What you need to know:
- He said the unknown assailants used military grade weapons ensure he did not survive.
- Lissu warned that Tanzania was "fast sliding down a dark road to dictatorship".
Tanzanian opposition Chief Whip Tundu Lissu still has a bullet lodged in his body after a gun attack outside his Dodoma home in September last year.
Speaking to journalists at Nairobi Hospital where he has been admitted to, Mr Lissu termed his attack an assassination attempt.
"The attack on me was purely an assassination attempt by the people in power in Tanzania. It is by God's grace that I survived," he said.
He said the unknown assailants used military grade weapons ensure he did not survive.
"My attackers had no intention of leaving me alive as evidenced by the use of military grade weapons in the attempt on my life," he said.
He said doctors had so far removed eight bullets from his body, saying there was one more bullet lodged in his body.
“I still have one bullet lodged just below my spine.
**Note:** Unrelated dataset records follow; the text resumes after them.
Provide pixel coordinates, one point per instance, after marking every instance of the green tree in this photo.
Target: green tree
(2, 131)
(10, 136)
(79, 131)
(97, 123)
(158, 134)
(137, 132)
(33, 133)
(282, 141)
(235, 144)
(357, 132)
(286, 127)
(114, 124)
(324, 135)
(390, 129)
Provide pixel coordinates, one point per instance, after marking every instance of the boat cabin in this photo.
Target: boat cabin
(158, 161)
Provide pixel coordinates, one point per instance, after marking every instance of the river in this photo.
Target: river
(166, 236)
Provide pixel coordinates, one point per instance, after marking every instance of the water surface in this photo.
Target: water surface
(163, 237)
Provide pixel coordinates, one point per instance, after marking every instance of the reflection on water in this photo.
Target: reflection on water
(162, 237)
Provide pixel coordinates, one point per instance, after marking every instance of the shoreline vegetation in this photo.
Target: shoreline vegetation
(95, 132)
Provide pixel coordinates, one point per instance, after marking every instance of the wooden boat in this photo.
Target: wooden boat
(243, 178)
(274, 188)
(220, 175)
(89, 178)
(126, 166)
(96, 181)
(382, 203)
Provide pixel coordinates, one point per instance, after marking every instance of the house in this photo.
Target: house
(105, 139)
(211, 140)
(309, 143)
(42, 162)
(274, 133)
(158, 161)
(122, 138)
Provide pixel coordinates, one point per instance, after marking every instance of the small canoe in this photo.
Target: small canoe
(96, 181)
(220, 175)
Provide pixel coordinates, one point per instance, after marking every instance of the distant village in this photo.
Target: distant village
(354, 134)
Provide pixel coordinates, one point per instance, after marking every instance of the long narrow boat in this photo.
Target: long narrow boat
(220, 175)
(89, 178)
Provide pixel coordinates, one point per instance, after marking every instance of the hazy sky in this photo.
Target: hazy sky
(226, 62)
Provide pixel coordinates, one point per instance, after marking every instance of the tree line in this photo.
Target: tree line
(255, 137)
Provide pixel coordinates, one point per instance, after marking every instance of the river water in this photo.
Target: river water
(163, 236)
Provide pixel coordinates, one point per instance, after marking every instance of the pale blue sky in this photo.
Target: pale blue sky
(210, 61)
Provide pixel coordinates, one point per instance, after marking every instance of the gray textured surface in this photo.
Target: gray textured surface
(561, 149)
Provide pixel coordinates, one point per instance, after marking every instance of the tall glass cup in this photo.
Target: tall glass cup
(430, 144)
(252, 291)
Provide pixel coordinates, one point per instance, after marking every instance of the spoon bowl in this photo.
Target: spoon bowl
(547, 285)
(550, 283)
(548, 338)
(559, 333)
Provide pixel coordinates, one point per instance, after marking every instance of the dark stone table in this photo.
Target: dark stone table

Doctors feel it's not a threat to me and believe it would be risky to remove it," he said.
He asked the international community to pile pressure on President John Magufuli's government over its human rights record.
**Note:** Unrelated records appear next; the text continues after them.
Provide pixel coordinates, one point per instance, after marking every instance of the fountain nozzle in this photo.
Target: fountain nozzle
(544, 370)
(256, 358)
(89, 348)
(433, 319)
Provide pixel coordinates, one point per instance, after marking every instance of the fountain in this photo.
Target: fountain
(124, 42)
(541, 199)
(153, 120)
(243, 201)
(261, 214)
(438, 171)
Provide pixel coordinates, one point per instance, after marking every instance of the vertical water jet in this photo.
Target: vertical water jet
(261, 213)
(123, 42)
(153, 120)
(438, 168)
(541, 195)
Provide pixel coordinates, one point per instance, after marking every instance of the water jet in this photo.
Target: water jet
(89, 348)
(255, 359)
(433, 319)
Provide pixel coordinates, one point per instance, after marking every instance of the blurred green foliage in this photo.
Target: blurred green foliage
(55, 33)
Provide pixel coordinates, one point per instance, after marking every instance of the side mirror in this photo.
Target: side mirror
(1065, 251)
"The international community needs to condemn the spate of arrests, disappearances and killings of government critics that have characterised the Magufuli regime," he said.
Mr Lissu hit out at the government's unwillingness to allow criticism of its policies, saying the disappearance of Mwananchi Communication s journalist Azory Gwanda was a worrying trend in the attempt to muzzle free press in the country.
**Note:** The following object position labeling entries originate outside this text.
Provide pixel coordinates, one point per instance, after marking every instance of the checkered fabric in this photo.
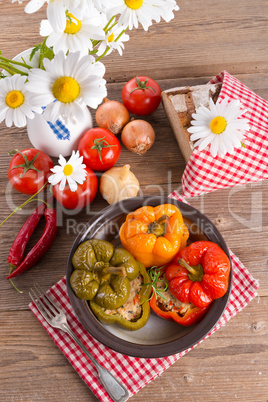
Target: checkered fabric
(60, 130)
(204, 174)
(135, 373)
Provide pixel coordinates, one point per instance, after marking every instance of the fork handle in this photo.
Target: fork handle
(113, 386)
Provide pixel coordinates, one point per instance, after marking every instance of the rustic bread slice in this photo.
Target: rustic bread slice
(180, 104)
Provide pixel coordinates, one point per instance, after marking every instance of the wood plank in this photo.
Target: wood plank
(204, 38)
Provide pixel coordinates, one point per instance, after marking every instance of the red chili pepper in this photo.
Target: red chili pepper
(18, 247)
(199, 274)
(190, 317)
(42, 246)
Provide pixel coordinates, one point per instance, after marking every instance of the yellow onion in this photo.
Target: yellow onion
(112, 115)
(118, 183)
(138, 136)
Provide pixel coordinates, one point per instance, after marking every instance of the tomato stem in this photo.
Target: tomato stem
(141, 85)
(27, 165)
(99, 144)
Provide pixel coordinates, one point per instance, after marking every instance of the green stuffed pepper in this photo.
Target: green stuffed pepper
(112, 281)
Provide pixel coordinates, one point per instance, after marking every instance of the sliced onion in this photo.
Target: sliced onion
(138, 136)
(112, 115)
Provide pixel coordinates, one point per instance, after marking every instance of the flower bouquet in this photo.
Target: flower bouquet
(62, 76)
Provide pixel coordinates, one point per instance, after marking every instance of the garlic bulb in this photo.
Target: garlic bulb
(118, 183)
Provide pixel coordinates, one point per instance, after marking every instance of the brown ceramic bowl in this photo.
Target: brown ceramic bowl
(158, 338)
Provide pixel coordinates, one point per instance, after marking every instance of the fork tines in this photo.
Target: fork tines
(43, 301)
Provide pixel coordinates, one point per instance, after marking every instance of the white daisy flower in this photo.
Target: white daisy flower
(15, 104)
(73, 172)
(55, 11)
(83, 4)
(67, 85)
(133, 12)
(77, 33)
(113, 39)
(220, 126)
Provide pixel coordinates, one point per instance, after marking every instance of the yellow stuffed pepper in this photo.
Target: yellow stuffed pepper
(153, 235)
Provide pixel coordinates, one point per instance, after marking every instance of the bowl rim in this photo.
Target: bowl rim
(99, 332)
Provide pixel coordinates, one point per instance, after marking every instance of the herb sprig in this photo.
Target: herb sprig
(155, 273)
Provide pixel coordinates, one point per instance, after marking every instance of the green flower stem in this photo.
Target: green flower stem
(11, 70)
(107, 49)
(103, 54)
(119, 36)
(22, 205)
(112, 26)
(107, 26)
(17, 63)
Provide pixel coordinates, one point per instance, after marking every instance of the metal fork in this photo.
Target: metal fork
(57, 319)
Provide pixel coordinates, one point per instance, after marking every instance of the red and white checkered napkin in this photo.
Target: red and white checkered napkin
(204, 174)
(135, 373)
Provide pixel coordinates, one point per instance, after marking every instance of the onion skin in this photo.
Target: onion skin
(138, 136)
(118, 183)
(112, 115)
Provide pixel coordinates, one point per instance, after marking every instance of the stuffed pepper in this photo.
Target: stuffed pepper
(154, 235)
(167, 306)
(112, 280)
(199, 274)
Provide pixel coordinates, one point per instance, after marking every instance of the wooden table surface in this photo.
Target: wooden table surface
(204, 38)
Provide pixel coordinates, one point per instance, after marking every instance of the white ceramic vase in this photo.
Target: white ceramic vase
(59, 138)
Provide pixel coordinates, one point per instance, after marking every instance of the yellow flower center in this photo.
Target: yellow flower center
(133, 4)
(68, 170)
(73, 25)
(14, 99)
(111, 37)
(218, 125)
(66, 89)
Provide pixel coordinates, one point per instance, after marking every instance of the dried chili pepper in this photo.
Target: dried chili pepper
(18, 247)
(42, 245)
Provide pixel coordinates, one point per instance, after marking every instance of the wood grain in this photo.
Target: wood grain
(204, 38)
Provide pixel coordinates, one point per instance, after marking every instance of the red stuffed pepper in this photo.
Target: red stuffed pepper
(166, 306)
(185, 315)
(199, 274)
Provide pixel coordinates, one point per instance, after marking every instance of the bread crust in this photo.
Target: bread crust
(180, 103)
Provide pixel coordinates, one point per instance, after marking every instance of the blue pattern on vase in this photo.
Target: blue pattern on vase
(60, 130)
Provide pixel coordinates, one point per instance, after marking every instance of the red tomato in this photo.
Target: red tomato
(84, 195)
(141, 95)
(100, 149)
(29, 170)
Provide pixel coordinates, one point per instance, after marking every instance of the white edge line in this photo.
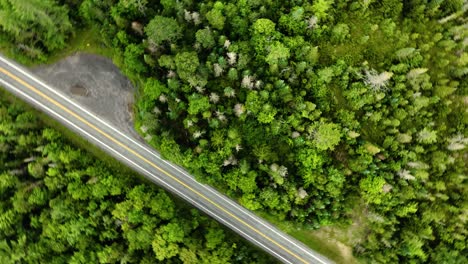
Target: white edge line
(237, 206)
(142, 169)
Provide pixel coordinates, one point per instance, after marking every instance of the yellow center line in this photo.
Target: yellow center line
(30, 87)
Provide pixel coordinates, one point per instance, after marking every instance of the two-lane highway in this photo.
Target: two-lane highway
(149, 163)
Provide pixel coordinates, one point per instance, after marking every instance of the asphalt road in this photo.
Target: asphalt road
(149, 163)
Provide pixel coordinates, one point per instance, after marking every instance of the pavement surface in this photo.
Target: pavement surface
(149, 163)
(96, 83)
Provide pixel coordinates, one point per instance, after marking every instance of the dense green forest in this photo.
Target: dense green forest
(58, 204)
(302, 109)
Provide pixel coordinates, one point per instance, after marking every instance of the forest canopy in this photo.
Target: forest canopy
(304, 109)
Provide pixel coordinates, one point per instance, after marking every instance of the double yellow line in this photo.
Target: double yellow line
(35, 90)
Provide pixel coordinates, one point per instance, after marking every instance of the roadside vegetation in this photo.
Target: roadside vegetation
(59, 204)
(307, 111)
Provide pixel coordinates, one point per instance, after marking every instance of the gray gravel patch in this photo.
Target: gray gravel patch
(95, 82)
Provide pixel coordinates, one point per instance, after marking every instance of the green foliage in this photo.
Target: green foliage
(297, 108)
(36, 27)
(60, 204)
(163, 29)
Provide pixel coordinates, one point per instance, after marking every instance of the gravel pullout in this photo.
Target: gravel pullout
(95, 82)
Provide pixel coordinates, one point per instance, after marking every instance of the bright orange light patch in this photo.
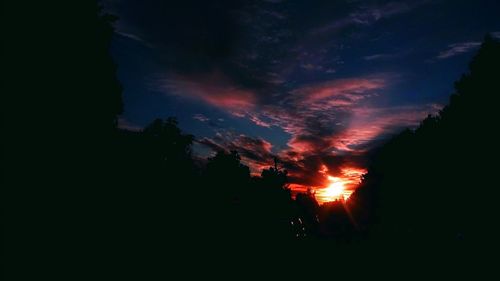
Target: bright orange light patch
(340, 188)
(336, 190)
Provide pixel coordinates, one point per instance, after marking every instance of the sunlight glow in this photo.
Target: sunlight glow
(334, 191)
(339, 187)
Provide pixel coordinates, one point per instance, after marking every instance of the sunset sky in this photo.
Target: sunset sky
(316, 83)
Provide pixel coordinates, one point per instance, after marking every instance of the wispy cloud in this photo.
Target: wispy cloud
(370, 14)
(457, 49)
(200, 117)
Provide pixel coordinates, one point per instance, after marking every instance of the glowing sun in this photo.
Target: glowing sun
(334, 191)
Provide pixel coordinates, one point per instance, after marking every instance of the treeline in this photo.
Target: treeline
(438, 182)
(170, 194)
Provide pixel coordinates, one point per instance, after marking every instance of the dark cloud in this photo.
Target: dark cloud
(325, 74)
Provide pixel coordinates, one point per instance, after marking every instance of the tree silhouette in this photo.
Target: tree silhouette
(435, 183)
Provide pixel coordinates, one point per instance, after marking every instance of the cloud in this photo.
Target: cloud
(254, 152)
(201, 117)
(369, 14)
(457, 49)
(341, 90)
(214, 89)
(126, 125)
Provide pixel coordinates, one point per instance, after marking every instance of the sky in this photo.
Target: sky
(318, 84)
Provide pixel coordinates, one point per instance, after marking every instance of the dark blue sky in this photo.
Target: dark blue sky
(317, 83)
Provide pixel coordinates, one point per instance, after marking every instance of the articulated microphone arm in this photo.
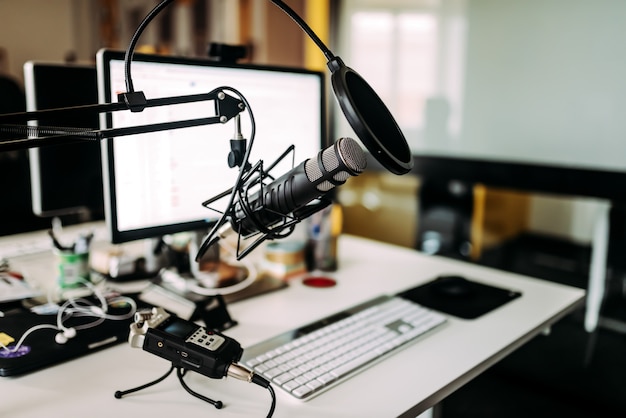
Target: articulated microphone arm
(15, 133)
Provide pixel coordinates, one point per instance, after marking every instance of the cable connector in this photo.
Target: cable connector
(239, 372)
(136, 101)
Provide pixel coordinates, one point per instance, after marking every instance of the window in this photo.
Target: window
(411, 52)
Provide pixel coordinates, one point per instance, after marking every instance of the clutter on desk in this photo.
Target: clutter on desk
(323, 229)
(72, 260)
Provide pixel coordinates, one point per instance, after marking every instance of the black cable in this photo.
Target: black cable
(130, 51)
(303, 25)
(273, 405)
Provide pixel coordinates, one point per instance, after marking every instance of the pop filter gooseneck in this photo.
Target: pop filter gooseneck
(362, 107)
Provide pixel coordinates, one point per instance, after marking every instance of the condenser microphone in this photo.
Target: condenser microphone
(286, 200)
(306, 182)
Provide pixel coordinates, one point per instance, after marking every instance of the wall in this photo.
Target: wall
(41, 30)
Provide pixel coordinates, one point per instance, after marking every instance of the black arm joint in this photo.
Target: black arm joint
(135, 101)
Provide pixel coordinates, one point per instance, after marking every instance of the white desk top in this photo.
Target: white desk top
(405, 384)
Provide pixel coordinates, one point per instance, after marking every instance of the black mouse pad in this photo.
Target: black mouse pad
(469, 301)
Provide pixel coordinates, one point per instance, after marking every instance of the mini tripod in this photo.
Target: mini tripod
(180, 372)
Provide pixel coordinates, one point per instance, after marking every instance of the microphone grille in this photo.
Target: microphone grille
(352, 154)
(342, 160)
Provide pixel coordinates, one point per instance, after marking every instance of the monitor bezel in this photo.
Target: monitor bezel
(103, 58)
(85, 209)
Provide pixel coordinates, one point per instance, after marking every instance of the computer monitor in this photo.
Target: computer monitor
(155, 183)
(66, 180)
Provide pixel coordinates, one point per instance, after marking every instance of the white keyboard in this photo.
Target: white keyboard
(310, 360)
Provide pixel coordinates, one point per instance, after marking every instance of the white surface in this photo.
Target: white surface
(408, 383)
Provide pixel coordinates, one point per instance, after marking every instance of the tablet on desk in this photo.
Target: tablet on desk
(40, 349)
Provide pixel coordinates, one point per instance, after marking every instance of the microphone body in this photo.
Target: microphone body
(295, 189)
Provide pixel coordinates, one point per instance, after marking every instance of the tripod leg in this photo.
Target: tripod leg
(121, 393)
(181, 373)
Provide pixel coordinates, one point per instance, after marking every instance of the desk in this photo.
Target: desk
(405, 384)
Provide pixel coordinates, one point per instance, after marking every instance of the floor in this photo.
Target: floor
(568, 373)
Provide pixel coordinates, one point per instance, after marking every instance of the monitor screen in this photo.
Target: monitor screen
(65, 179)
(155, 183)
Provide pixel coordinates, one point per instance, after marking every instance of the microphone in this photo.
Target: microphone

"Despite the disappearance of the journalist, no attempt has been made by the State machinery to trace his whereabouts," he said.
The Singida East MP accused the government of failing in its constitutional mandate to protect its citizens and instead turning on them to harass, arrest and kill critics.
"A government that sends assassins to target politicians for having contrary views should be condemned by the international community," he said.
Mr Lissu warned that Tanzania was "fast sliding down a dark road to dictatorship", saying it was time for concerted efforts by the global community to condemn the government's human rights record.